Suitable Environments

Indoor Use

Ficus trees can thrive in a variety of indoor environments, as long as they receive the proper care. Most varieties of ficus trees, such as the popular Fiddle-leaf fig, Rubber plant, Audrey Ficus, and Weeping fig, enjoy bright indirect or filtered light (Gardening Know How). Variegated varieties can tolerate medium light levels.

Direct sunlight can result in scalded leaves and leaf loss. Along with well-lit conditions, it is essential to maintain a consistent temperature, as ficus trees cannot tolerate low temperatures or drafts. These plants ideally thrive in indoor environments that replicate their tropical origins.

Outdoor Use

Ficus species, such as the Banyan, Fig and Laurel trees, can be grown outdoors in various types of climates (Leafy Place). These trees are highly adaptable to different environmental conditions.

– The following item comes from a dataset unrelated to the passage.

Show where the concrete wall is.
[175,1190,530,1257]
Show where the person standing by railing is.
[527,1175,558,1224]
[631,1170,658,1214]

Although they can tolerate various climatic conditions, it is crucial to provide appropriate care to ensure their healthy growth. Keep in mind that each species may have specific requirements concerning sunlight exposure, water, and soil type.

Ficus trees, both indoors and outdoors, are known to bring peace, calmness, luck, and a sense of new beginnings to the surrounding area (Pat Garden). By selecting the appropriate species and providing the suitable environment, taking care of a ficus tree can be a rewarding and enjoyable experience.